San Raimondo Nonnato
Religioso
Aggiornato il 20 luglio 2026
La missione e il martirio
Originario della Catalogna, Raimondo scelse di abbracciare la via della carità radicale entrando, intorno al 1224, nell'Ordine della Mercede. La sua missione lo portò in Algeria, dove si offrì per riscattare gli schiavi. Catturato e fatto prigioniero, subì il supplizio del serraggio della bocca con un lucchetto, un tentativo violento dei suoi carcerieri di spegnere la sua predicazione e la sua testimonianza di fede.

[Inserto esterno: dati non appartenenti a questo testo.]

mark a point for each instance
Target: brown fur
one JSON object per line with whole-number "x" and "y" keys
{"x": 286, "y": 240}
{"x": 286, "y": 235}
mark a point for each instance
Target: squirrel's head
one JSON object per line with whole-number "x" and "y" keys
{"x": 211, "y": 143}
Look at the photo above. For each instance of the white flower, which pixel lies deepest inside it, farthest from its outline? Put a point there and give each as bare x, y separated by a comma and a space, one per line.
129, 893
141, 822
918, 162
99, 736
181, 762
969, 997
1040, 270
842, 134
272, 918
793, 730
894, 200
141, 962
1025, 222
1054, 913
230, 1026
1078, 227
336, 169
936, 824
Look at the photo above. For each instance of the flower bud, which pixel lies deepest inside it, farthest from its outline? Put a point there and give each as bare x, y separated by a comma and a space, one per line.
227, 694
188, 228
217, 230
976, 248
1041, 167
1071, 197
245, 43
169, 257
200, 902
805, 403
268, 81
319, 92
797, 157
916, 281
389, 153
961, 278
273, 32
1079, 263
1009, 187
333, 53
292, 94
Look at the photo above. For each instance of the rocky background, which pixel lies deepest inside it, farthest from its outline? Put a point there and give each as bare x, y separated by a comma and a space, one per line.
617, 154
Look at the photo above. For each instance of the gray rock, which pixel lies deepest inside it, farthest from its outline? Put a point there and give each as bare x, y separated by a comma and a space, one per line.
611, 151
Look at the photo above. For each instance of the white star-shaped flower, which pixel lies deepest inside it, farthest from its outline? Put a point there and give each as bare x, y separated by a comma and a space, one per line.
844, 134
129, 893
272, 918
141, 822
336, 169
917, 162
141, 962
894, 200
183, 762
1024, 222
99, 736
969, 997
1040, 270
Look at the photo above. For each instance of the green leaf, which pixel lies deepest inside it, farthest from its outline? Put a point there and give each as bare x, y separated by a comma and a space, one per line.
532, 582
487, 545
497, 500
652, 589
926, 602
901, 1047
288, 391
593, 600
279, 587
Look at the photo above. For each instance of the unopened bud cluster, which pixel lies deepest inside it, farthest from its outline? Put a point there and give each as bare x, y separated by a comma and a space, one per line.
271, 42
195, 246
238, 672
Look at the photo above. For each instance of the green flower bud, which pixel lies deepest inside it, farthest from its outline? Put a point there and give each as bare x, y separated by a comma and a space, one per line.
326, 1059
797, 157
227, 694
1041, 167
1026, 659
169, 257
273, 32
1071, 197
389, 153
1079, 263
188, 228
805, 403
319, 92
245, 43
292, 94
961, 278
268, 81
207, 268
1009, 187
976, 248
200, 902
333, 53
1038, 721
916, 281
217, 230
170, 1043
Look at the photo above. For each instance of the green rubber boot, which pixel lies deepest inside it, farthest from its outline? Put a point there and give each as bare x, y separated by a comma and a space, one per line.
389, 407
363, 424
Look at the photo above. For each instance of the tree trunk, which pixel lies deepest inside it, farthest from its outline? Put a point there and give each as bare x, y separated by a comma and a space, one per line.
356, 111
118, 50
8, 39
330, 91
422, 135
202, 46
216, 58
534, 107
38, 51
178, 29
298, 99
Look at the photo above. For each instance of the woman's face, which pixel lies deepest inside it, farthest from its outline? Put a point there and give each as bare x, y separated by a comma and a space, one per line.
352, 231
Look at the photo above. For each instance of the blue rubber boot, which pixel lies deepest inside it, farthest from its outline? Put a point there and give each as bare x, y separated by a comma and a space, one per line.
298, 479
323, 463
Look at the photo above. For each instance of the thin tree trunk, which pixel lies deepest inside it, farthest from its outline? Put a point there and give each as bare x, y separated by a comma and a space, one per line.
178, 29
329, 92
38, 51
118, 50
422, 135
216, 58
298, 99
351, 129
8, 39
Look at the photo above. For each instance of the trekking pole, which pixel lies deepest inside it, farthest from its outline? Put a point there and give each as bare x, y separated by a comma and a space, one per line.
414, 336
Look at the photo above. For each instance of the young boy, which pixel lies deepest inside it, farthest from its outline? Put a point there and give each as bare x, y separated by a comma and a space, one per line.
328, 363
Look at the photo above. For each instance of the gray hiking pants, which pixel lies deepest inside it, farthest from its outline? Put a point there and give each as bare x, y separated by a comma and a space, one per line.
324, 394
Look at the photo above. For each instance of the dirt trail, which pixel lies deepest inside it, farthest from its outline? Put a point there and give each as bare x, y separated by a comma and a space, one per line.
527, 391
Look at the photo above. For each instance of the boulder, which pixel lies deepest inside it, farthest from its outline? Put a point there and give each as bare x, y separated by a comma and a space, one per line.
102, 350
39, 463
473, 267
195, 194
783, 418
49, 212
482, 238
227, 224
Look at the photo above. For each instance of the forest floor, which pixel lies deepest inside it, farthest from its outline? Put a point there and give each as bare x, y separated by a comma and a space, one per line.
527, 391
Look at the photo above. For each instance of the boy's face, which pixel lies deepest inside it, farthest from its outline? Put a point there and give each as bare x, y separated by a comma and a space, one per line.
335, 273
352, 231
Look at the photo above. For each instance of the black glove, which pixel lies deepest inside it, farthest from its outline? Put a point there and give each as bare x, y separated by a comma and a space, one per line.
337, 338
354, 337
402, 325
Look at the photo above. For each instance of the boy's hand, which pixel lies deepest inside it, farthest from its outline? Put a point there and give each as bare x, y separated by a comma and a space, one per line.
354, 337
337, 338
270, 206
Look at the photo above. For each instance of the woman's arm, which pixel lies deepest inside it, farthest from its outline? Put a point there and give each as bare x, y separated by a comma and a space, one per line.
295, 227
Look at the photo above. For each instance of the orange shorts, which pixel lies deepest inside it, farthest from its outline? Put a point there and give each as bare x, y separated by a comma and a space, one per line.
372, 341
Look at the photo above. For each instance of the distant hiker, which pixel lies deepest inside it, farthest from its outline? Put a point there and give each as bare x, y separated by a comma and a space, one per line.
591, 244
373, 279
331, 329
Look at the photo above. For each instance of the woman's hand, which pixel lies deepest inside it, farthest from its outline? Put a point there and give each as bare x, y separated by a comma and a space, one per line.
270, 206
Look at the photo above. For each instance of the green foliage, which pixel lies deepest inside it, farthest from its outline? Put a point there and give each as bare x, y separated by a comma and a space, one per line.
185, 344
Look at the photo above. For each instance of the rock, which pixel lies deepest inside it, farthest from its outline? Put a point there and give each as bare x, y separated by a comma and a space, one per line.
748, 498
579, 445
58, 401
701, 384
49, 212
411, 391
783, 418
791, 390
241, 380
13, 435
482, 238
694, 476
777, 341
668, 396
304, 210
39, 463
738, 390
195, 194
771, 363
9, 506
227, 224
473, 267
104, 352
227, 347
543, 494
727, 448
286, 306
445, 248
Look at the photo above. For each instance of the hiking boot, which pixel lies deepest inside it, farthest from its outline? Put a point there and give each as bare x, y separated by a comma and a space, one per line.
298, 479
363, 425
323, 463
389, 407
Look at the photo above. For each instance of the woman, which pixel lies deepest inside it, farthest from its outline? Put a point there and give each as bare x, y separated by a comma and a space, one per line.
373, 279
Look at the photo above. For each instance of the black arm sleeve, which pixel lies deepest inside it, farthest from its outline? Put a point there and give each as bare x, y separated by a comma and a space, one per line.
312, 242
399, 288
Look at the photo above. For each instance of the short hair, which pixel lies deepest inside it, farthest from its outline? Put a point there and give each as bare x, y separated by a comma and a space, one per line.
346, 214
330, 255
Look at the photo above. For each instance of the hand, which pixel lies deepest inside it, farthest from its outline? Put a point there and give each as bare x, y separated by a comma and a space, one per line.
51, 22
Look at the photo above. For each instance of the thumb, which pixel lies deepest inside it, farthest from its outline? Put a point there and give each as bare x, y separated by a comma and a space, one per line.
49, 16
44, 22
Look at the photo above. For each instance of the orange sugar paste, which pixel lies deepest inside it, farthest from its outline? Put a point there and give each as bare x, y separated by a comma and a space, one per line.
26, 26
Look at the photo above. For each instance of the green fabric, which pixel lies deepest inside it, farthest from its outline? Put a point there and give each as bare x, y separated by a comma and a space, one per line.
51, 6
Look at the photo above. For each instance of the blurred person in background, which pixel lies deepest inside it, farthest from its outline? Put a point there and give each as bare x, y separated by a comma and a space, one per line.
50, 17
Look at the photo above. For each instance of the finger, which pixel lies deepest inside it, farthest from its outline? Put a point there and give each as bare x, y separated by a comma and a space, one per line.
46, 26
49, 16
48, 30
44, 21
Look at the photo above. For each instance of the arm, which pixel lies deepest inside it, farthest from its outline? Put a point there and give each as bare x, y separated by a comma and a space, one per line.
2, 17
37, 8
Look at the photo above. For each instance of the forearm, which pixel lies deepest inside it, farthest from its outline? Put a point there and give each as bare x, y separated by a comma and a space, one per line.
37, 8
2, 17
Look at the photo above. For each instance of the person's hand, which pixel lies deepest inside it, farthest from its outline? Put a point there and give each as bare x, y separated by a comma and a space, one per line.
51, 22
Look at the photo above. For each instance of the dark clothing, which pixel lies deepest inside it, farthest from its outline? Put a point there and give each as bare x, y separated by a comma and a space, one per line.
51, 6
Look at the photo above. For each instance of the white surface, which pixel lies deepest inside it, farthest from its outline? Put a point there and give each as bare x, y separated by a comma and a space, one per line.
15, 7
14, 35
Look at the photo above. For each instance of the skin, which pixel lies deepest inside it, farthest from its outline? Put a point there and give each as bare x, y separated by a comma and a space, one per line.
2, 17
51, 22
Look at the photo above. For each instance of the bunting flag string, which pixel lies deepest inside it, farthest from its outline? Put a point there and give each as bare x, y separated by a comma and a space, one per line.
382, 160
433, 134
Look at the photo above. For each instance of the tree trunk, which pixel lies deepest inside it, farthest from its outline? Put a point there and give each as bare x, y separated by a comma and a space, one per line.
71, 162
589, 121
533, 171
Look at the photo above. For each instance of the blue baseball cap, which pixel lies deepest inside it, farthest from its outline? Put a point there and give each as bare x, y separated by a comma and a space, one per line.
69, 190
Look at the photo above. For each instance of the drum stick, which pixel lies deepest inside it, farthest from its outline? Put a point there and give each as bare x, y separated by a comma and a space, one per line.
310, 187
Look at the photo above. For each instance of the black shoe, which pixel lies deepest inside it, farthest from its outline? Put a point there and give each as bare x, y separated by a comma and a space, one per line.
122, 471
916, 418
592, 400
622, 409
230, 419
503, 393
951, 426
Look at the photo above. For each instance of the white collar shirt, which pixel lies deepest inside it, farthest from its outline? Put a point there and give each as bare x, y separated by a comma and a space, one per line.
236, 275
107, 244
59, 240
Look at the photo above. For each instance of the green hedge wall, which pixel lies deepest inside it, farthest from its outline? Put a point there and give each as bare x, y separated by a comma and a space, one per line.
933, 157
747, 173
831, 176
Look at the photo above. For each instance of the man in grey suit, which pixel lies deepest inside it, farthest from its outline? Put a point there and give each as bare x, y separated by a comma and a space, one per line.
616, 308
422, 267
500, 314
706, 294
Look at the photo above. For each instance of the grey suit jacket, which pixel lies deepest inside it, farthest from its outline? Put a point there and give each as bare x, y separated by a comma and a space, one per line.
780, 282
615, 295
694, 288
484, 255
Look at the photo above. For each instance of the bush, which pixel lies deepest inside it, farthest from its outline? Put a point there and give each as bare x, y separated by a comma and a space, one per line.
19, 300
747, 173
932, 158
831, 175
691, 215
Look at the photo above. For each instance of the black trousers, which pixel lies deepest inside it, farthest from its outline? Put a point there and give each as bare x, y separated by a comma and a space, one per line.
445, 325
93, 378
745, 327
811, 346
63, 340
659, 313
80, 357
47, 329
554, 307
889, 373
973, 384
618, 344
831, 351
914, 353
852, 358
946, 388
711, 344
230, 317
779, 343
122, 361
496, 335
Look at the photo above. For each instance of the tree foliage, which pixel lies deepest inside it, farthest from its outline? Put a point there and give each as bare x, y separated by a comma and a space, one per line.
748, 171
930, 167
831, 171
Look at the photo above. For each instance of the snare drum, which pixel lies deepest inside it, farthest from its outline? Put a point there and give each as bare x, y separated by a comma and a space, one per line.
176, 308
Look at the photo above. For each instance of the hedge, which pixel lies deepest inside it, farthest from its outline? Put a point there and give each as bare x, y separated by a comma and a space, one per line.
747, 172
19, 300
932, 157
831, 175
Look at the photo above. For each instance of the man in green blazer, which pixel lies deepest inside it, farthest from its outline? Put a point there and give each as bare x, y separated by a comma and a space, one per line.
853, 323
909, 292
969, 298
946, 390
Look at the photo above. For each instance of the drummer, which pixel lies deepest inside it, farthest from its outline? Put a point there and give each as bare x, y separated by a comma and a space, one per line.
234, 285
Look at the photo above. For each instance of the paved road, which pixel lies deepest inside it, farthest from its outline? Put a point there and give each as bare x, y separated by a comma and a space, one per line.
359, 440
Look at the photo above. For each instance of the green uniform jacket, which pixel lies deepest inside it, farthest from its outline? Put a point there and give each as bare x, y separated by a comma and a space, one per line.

La sua fermezza e il suo servizio all'Ordine non passarono inosservati: fu inviato a Roma come patrocinatore della sua comunità presso la Santa Sede. Nel 1239, papa Gregorio IX lo creò cardinale. La morte lo colse per febbre a Cardona, nel 1240, proprio all'inizio del viaggio che lo avrebbe condotto nuovamente a Roma, concludendo così una vita interamente consumata per amore di Dio e dei fratelli.
La memoria e il culto
La memoria di san Raimondo Nonnato ha attraversato i secoli, lasciando un'impronta profonda nella devozione popolare. Canonizzato nel 1657, la sua festa liturgica è stata estesa a tutta la Chiesa nel 1681. Egli continua a essere invocato e venerato, in particolare, come protettore delle ostetriche, custode di quel mistero della nascita che si riflette nel suo stesso nome.
Domande frequenti
Quando si festeggia San Raimondo Nonnato?
La memoria liturgica di San Raimondo Nonnato si celebra il 31 agosto, giorno in cui la Chiesa ricorda il suo transito e la sua testimonianza.
Di cosa è patrono San Raimondo Nonnato?
San Raimondo Nonnato è riconosciuto come patrono delle ostetriche.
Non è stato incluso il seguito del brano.